At the same time, the very beginning was tough for the restaurant, which specialises in Mediterranean cuisine. As an eatery located in a hotel, there are certain prejudices that have to be overcome, Szigeti adds. Although the Caviar & Bull only rents the space and operates independently from the international hotel chain – in the same way as does the Bock Bistro, which is also seated in the Corinthia it is often falsely perceived as a hotel restaurant.

However, even though the Caviar & Bull, which is open from 5pm on weekdays and from noon on the weekends, was complaining about empty tables in its first days, now it hardly manages to seat everyone. “We have full house almost every day now,” Szigeti says.


Playful and innovative

According to him, the main reasons for this popularity are the unusual culinary creations, which present a fair amount of culinary fantasy both in the way they are prepared and presented. These almost enchanted dishes, which are an experience in themselves, are especially valued by experienced foodies. As the name of the restaurant hints, two especially prominent assets of Mediterranean cuisine cojoin: one focal point is fish and all kinds of seafood, and the other one is beef, prepared with outstanding expertise.

One of the highlights worth mentioning would be for example the beef carpaccio, which is one of the most popular appetisers at the moment, Szigeti reveals. This dish, just like the salmon carpaccio, is served under a glass bell filled with smoke. The smoke, which lingers around the plate for a while after lifting the bell before finally puffing away, not only looks good but also gives a special aroma to the raw meat, which is cut into paper-thin pieces.

We can find another innovative dish among the appetisers: the lobster popcorn. It may sound weird but it is indeed one of the most luxurious and original delicacies that we have ever heard of. As Szigeti explains, this is the very own creation of the star chef and owner, Marvin Gauci.
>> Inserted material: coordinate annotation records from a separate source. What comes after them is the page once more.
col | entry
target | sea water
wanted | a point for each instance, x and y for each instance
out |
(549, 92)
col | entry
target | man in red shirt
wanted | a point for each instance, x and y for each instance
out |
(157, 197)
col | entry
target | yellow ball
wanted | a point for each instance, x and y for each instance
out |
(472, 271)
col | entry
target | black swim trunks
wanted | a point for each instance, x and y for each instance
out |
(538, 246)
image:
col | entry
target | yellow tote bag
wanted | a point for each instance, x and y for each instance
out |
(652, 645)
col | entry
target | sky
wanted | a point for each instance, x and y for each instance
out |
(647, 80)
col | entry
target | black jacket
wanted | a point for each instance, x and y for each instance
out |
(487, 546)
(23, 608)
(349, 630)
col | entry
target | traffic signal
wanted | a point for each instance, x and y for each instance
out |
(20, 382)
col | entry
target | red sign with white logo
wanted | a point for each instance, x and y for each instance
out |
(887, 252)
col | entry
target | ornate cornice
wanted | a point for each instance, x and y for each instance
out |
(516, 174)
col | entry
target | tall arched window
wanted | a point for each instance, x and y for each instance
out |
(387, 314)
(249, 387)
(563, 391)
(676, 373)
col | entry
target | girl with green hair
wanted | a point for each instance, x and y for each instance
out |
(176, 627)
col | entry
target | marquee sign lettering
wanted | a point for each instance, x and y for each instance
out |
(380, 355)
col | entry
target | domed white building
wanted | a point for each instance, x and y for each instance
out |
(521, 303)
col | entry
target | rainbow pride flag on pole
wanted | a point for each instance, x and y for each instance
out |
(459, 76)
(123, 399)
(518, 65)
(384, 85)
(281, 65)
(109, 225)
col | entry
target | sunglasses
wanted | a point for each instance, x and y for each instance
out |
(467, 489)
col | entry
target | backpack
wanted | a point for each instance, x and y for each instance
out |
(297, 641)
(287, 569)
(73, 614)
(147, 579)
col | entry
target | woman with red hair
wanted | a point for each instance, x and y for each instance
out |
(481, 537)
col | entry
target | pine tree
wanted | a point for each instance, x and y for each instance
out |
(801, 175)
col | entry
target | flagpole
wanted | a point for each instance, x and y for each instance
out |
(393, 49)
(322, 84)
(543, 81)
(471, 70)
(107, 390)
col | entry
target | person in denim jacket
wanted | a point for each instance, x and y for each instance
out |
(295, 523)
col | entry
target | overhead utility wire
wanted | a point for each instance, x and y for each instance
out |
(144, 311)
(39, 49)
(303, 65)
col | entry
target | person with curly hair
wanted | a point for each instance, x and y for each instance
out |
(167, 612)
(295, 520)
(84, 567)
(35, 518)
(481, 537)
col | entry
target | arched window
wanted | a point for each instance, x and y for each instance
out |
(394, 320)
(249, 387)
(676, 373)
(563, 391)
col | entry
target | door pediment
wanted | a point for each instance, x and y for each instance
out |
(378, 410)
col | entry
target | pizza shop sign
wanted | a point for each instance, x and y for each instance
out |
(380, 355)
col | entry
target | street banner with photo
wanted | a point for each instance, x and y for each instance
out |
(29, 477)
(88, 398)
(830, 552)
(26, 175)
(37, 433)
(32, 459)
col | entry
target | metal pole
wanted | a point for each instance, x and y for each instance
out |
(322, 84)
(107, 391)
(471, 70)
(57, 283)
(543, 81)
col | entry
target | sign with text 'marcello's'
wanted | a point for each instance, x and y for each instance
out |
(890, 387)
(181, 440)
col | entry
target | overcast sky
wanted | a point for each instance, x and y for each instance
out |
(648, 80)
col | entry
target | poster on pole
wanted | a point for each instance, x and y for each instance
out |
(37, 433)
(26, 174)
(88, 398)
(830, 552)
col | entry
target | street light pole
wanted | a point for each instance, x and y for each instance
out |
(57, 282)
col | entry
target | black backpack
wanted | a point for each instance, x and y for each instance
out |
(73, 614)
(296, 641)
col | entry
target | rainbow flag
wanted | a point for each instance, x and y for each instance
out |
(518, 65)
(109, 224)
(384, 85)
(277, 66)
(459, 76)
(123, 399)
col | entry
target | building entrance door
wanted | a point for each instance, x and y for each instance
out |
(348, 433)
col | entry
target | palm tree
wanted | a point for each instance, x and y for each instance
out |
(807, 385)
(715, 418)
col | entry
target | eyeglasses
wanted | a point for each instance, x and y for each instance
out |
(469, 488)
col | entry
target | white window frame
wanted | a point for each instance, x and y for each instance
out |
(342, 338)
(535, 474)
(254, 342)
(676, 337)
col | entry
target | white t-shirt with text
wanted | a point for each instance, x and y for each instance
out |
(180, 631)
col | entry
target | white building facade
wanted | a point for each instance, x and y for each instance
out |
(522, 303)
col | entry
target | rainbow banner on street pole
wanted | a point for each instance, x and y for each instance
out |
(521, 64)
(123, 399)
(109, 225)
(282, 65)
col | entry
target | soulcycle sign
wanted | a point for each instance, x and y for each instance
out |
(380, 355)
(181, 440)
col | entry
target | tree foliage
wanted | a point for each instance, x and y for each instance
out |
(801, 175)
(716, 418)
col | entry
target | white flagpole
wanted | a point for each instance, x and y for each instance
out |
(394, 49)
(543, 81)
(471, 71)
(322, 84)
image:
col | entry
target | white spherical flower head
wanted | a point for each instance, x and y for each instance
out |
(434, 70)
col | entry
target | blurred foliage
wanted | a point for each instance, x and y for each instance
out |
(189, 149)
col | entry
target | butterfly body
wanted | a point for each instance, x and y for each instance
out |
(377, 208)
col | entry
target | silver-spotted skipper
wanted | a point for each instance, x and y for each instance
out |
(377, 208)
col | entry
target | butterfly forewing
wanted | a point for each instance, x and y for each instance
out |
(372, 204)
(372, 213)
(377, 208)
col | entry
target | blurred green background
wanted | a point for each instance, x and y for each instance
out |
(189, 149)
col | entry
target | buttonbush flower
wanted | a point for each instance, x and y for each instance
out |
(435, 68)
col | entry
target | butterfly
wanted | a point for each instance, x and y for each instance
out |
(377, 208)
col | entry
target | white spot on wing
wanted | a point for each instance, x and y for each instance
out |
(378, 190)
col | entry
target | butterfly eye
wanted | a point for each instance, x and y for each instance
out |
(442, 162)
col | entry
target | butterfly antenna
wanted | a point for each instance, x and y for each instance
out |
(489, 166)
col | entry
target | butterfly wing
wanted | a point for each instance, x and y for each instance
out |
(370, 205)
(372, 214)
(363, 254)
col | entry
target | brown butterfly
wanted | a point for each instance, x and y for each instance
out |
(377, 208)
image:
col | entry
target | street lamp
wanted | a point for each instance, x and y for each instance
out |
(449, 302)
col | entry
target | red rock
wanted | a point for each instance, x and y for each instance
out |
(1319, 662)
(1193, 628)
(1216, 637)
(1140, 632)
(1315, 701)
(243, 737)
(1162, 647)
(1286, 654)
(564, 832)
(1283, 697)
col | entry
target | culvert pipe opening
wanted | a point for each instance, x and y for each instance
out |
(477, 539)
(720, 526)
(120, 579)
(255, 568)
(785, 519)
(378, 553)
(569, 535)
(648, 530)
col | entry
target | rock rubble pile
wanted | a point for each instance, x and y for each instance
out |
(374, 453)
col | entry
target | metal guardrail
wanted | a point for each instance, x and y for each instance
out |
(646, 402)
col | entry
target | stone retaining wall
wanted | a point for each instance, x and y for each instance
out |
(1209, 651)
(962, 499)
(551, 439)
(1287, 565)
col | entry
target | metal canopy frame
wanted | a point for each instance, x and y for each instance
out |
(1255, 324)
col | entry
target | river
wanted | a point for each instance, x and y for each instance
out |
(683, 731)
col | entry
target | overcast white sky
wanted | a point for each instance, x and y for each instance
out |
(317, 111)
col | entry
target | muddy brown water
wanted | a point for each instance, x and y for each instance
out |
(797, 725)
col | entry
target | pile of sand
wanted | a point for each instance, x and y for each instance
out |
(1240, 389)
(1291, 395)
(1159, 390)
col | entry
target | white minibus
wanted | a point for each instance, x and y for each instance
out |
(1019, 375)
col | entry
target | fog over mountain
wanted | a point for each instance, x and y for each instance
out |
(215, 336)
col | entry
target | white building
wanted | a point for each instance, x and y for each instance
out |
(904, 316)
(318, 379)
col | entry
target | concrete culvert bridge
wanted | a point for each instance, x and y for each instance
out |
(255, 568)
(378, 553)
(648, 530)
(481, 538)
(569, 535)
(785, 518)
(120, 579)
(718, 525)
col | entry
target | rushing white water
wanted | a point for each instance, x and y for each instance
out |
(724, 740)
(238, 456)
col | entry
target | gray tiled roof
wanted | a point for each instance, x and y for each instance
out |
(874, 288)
“He went to the cinema one day, and he was having a bag of popcorn when he thought, wouldn’t it be great to make something like this out of lobsters?” And there it is. During the preparation all the meat is removed from the shells then cut into little pieces, coated and fried. The crispy end result does look like real popcorn in terms of colour and shape. It’s served in the previously cleaned empty lobster shell.

Caviar & Bull does not leave any wishes unfulfilled in the area of the main dishes either. Besides steaks of Black Angus beef, lamb racks and Mangalica, there are fish and pasta dishes too, which make the mouth water. If you can’t decide which to have, there is the degustation menu, in two variations. These offer both a comprehensive view of the art of the kitchen team and an extremely inexpensive choice compared to the prices of other fine-dining restaurants: nine courses for between HUF 19,500-21,500.


Marvin Gauci

Away from the mainstream

The interior design of the Caviar & Bull is also quite unique in the Hungarian capital. While most of the local restaurants are placed somewhere in the spectrum between minimalism, eclecticism and vintage, this one sticks out with its rather heavy but imposing ambiance. At first glance, both rooms, dominated by black and grey tones loosened up by some golden accents, seem somewhat cool. However, as the tables fill in the evening and the matte gloss of the busy life on the Great Boulevard sways in through the windows in the front room, this impression finally turns into cosiness.

The particularly large black leather couches and edgy armchair sets seem to radiate such a manly note that it’s really surprising to learn that Marvin Gauci’s wife personally arranged every single piece of furniture and decoration here. One optical highlight, next to a striking painting involving a fishbone, is the lobster tank where you can look at the shellfish merrily come and go. For another special experience, the “Chef’s table” gives a view of the busy kitchen life while enjoying your dessert.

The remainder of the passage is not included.